Now lets go ahead and canculate the gradient of error with respect to different parameters of the network.
∂E_Total/∂w5 = ∂(E1 + E2)/∂w5 ... (1)
∂(E1 + E2)/∂w5 = ∂(E1)/∂w5 ... (2)
∂(E1)/∂w5 = (∂E1/∂a_o1)*(∂a_o1/∂o1)*(∂o1/∂w5) ... (3)
Here in eq (2) we remove E2 since in the network above E2 not getting generated by w5 and hence the gradient for E2 w.r.t. w5 will be 0. Hence, applying the chain rule to eq (2) we get eq (3).
∂E1/∂a_o1 = ∂(0.5 * (t1 - a_o1)^2) / ∂a_o1 = (t1 - a_o1)*(-1) = a_o1 - t1 ... (3.1)
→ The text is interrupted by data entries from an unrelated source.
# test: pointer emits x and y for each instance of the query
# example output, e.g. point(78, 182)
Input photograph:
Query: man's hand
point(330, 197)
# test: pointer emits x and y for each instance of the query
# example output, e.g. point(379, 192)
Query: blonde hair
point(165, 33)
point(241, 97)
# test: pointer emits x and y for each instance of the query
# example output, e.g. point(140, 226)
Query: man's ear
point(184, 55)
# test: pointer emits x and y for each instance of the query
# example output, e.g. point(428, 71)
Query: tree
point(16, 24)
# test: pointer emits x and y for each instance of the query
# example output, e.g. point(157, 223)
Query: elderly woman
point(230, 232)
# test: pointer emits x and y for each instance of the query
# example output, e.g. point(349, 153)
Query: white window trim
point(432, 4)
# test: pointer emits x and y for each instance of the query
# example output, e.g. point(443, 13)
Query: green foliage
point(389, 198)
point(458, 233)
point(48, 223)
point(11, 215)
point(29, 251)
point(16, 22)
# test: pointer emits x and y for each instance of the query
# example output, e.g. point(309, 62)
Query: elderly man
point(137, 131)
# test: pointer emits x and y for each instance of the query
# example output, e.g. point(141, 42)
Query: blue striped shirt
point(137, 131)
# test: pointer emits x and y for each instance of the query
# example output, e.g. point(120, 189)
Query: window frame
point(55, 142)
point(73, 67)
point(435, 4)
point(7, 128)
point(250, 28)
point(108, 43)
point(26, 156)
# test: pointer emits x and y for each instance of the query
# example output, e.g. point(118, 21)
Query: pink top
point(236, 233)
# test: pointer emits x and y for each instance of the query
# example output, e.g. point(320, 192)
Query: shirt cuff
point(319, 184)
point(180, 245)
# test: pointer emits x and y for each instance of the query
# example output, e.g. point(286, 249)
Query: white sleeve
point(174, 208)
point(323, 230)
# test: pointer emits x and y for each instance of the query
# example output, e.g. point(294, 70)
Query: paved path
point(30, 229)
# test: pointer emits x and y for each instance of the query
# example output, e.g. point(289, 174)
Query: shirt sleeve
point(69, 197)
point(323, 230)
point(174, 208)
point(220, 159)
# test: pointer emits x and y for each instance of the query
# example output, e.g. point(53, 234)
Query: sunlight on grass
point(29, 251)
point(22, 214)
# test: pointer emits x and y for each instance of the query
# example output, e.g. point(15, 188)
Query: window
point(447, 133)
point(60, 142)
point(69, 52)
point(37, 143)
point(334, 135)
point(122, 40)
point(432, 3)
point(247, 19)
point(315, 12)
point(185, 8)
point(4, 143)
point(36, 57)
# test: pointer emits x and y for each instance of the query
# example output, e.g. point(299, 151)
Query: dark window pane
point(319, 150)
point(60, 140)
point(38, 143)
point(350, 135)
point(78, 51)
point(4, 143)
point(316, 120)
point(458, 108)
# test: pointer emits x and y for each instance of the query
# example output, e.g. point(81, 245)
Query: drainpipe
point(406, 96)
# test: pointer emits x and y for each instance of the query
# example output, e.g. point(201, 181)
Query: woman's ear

∂a_o1/∂o1 = ∂(σ(o1))/∂o1 = σ(o1) * (1-σ(o1)) = a_o1 * (1-a_o1) ... (3.2)
∂o1/∂w5 = a_h1 ... (3.3)
Hence,
∂(E_Total)/∂w5 = (a_o1 - t1) * (a_o1 * (1-a_o1)) * (a_h1)
Similarly, we get
∂(E_Total)/∂w6 = (a_o1 - t1) * (a_o1 * (1-a_o1)) * (a_h2)
∂(E_Total)/∂w7 = (a_o1 - t1) * (a_o1 * (1-a_o2)) * (a_h1)
∂(E_Total)/∂w8 = (a_o1 - t1) * (a_o1 * (1-a_o2)) * (a_h2)
Breaking eq (3) above into each of the components we get the above equations (3.x).
∂E_Total/∂a_h2 = (a_o2 - t2) * (a_o2) * (1-a_o2) * w8 + (a_o1 - t1) * (a_o1) * (1-a_o1) * w6
∂E_Total/∂a_h1 = ∂(E1 + E2)/∂a_h1
∂(E1)/∂a_h1 = ∂(E1 )/∂a_o1 * ∂a_o1/o1 * ∂o1/∂a_h1 = (a_o1 - t1) * (a_o1) * (1-a_o1) * w5 + (a_o2 - t2) * (a_o2) * (1-a_o2) * w7
∂E_Total/∂w1 = ∂E_Total/∂a_o1 * ∂a_o1/∂o1 * ∂o1/∂a_h1 * ∂a_h1/∂h1 * ∂h1/∂w1
∂E_Total/∂w1 = ∂E_Total/∂a_h1 * ∂a_h1/∂h1 * ∂h1/∂w1
∂E_Total/∂w1 = ∂E_Total/∂a_h1 * a_h1* (1-a_h1) * ∂h1/∂w1
∂E_Total/∂w1 = ∂E_Total/∂a_h1 * a_h1* (1-a_h1) * i1
∂E_Total/∂w2 = ∂E_Total/∂a_h1 * a_h1* (1-a_h1) * i2
∂E_Total/∂w3 = ∂E_Total/∂a_h2 * a_h2* (1-a_h2) * i1
∂E_Total/∂w4 = ∂E_Total/∂a_h2 * a_h2* (1-a_h2) * i2
∂E_Total/∂w1 = ((a_o1 - t1) * (a_o1) * (1-a_o1) * w5 + (a_o2 - t2) * (a_o2) * (1-a_o2) * w7 ) * a_h1 * (1-a_h1) * i1
Hence, by the above methods and equations we calculate the gradient of error w.r.t. different weights of the network.
To update the weights we use the formula below
w_new = w_old - (η * ∂(E_Total)/∂w_old)
Here, to update the weight we take current weight and subtract the partial derivative of error function with respect to the current weight. We multiply the derivative of the error function by a selected number to make sure that the new updated weight is minimizing the error function; this number is called learning rate (η).